L’embodiment des émotions en Integral Somatic psychology (ISP) se définit sous deux aspects importants; l’habileté à expérimenter différentes émotions (primaires, secondaires, sensori-motrices) dans le plus de parties du corps possible, et l’habileté à tolérer ces mêmes émotions dans le corps le plus longtemps possible (en incluant l’habileté à en comprendre le sens, et à les exprimer, correspondent au troisième et au quatrième aspect). La capacité à donner de l’expansion et à tolérer les émotions dans le corps demeure l’aspect manquant, et ce, même des psychothérapies Reichienne et Néo-Reichienne. Pour en apprendre plus sur la théorie et la mise en pratique de cette approche complémentaire et surtout innovante, veuillez vous rendre sur le site: integralsomaticpsychology.com.
Reférences
Damasio, A. (1994). Descartes’ error: Emotion, reason, and the human brain. New York: Penguin Books.
Damasio, A. (2003). Looking for Spinoza: Joy, sorrow, and the feeling brain. Orlando, FL: Harcourt, Inc.

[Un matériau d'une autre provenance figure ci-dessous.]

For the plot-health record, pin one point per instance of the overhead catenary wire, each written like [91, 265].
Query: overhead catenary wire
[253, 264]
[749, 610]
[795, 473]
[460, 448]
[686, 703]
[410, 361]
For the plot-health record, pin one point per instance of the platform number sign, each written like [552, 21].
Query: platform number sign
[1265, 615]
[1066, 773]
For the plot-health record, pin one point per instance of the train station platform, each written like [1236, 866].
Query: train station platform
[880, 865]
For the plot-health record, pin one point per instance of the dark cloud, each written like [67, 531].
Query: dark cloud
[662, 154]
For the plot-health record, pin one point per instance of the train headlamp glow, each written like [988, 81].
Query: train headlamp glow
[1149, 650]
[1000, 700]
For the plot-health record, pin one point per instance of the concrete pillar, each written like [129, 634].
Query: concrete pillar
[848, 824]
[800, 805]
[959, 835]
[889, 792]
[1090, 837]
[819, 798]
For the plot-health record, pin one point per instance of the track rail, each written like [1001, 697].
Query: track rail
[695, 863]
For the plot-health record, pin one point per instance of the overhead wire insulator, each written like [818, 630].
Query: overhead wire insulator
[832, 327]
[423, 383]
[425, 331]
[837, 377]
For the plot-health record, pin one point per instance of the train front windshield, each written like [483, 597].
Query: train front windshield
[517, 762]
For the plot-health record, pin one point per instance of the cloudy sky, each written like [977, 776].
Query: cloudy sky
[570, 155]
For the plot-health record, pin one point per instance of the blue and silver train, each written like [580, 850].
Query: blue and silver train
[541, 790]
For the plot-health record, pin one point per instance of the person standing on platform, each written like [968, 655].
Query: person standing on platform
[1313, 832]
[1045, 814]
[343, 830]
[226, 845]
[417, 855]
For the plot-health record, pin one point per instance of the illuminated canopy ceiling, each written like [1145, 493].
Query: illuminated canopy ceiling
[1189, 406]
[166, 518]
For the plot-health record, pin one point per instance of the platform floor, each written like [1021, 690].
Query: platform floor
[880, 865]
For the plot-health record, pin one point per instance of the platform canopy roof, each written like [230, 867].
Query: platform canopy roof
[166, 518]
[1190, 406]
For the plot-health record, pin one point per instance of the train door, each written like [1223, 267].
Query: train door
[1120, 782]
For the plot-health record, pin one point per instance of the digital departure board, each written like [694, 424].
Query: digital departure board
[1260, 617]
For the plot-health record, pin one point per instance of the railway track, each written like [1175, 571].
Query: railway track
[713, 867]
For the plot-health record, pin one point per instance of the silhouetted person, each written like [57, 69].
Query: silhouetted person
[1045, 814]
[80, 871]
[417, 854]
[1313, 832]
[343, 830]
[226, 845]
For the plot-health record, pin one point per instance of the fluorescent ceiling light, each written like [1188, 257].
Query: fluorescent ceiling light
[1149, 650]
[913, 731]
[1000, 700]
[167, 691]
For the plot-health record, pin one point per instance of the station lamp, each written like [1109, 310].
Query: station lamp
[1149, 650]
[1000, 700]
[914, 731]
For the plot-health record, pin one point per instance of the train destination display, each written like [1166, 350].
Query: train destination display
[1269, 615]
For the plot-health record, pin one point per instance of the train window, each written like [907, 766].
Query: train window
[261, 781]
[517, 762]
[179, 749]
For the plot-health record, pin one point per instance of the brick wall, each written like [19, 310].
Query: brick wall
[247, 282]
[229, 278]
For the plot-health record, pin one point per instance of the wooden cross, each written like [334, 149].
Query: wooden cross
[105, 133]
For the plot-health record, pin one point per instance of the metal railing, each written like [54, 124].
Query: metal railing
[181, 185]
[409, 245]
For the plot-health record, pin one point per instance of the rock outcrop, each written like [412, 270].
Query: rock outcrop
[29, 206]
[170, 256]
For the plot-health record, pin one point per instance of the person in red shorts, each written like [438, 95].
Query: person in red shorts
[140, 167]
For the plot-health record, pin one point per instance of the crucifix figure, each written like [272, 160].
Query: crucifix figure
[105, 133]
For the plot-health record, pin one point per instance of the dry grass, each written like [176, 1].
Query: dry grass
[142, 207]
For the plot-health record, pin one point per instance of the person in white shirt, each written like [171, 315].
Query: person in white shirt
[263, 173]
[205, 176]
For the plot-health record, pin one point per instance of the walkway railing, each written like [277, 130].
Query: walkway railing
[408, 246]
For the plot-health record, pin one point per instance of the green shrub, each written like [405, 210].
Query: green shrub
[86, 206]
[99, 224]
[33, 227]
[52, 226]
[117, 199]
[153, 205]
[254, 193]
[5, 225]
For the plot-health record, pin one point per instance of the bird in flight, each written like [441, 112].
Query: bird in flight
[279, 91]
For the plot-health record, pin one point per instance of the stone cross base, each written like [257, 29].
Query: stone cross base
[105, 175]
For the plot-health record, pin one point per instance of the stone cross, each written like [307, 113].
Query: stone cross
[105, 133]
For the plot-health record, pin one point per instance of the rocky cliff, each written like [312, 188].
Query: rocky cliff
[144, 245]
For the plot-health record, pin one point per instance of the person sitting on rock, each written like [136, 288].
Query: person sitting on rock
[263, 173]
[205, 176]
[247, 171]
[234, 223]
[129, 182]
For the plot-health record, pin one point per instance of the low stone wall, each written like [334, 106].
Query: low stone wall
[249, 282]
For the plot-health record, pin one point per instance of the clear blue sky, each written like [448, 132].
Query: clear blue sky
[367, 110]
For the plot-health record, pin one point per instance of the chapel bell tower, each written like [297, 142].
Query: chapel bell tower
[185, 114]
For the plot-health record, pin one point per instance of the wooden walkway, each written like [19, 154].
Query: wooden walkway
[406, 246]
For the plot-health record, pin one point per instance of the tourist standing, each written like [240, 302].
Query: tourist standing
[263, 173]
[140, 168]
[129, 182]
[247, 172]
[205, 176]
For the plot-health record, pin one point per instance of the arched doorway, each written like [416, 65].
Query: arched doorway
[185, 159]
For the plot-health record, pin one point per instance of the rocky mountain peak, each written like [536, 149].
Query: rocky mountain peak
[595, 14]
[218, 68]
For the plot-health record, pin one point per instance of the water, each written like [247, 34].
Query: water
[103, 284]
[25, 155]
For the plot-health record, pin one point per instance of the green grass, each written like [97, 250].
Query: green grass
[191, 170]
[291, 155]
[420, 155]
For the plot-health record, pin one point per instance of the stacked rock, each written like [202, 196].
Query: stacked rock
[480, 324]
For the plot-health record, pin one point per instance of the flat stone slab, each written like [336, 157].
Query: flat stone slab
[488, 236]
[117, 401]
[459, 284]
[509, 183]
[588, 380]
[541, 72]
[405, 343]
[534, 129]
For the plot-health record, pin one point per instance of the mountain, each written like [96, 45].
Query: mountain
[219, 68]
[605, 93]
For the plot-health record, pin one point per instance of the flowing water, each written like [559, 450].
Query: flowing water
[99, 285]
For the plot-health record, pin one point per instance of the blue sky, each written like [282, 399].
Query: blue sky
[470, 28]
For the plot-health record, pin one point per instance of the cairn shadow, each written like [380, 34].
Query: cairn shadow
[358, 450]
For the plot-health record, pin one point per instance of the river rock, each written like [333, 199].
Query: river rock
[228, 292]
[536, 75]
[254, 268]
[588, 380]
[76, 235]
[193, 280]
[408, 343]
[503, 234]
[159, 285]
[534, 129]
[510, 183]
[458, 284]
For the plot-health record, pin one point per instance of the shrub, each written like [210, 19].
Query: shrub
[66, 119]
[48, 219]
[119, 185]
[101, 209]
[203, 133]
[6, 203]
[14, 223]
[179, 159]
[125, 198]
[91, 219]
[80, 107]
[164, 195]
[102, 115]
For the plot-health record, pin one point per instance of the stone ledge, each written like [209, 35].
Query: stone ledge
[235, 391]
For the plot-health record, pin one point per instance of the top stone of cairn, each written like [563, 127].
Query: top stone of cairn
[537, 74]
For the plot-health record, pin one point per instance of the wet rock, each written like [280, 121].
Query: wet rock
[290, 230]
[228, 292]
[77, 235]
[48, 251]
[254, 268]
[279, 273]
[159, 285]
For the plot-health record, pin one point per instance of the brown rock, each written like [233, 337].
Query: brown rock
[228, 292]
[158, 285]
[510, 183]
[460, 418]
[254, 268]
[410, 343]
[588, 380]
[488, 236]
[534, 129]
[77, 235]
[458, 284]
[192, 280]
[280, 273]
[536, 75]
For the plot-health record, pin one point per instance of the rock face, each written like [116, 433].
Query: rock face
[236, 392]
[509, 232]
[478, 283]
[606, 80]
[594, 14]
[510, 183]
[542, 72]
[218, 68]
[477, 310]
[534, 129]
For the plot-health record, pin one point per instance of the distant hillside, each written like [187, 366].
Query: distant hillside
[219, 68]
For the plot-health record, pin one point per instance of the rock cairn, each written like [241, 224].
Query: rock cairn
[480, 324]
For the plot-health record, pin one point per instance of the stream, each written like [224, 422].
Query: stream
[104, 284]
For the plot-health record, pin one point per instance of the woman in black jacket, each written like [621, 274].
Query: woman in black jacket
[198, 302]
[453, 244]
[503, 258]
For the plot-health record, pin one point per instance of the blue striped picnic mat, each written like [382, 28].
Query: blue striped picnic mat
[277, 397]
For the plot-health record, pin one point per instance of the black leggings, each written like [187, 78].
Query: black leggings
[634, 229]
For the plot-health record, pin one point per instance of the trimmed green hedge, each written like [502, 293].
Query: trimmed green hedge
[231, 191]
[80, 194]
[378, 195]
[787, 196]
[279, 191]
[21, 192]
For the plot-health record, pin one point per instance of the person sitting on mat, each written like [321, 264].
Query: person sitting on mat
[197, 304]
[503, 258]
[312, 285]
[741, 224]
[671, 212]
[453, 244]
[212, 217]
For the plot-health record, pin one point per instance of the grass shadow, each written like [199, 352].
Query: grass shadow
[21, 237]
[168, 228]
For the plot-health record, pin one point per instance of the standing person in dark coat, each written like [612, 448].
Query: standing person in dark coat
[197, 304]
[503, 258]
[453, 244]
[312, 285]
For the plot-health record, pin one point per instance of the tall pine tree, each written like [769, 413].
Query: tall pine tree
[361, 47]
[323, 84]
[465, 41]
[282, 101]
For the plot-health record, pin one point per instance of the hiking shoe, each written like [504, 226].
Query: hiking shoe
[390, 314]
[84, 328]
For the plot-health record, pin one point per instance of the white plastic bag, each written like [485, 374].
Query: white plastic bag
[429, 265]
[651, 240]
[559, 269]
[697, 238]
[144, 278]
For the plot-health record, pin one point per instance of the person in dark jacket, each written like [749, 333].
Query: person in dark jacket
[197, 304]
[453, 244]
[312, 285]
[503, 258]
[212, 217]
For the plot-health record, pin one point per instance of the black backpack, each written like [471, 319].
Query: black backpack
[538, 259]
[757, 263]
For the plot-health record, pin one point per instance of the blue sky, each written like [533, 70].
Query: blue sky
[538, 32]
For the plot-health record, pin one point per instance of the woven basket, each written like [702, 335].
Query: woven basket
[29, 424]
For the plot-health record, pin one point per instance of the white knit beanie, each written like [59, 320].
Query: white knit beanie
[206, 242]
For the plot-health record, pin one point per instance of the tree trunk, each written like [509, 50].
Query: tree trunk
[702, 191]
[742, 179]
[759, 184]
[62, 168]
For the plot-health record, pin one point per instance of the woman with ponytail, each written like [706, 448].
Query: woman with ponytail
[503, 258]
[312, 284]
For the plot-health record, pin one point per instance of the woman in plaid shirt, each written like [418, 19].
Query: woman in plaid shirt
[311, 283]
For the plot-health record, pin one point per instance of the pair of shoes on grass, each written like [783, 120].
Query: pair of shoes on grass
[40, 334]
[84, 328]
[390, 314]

Dayananda, S. (2002). The teaching of the Bhagvad Gita. New Delhi: Vision Books.
Jung, C. G. (1960). The structure and dynamics of the psyche. Princeton, NJ: Princeton University Press.
Pert, C. (1999). Molecules of Emotion: The science behind mind-body medicine. New York: Simon & Schuster, Inc.
Niedenthal, P. (2007). Embodying emotion. Science (316), 1002-1005.
Sapolsky, R. M. (1994). Why Zebra’s don’t get ulcers. New York: Holt Paperbacks.
Stolorow, R., Brandchaft, B., & Atwood, G. E. (1995). The psychoanalytic treatment: An intersubjective approach. New York, NY: Routledge.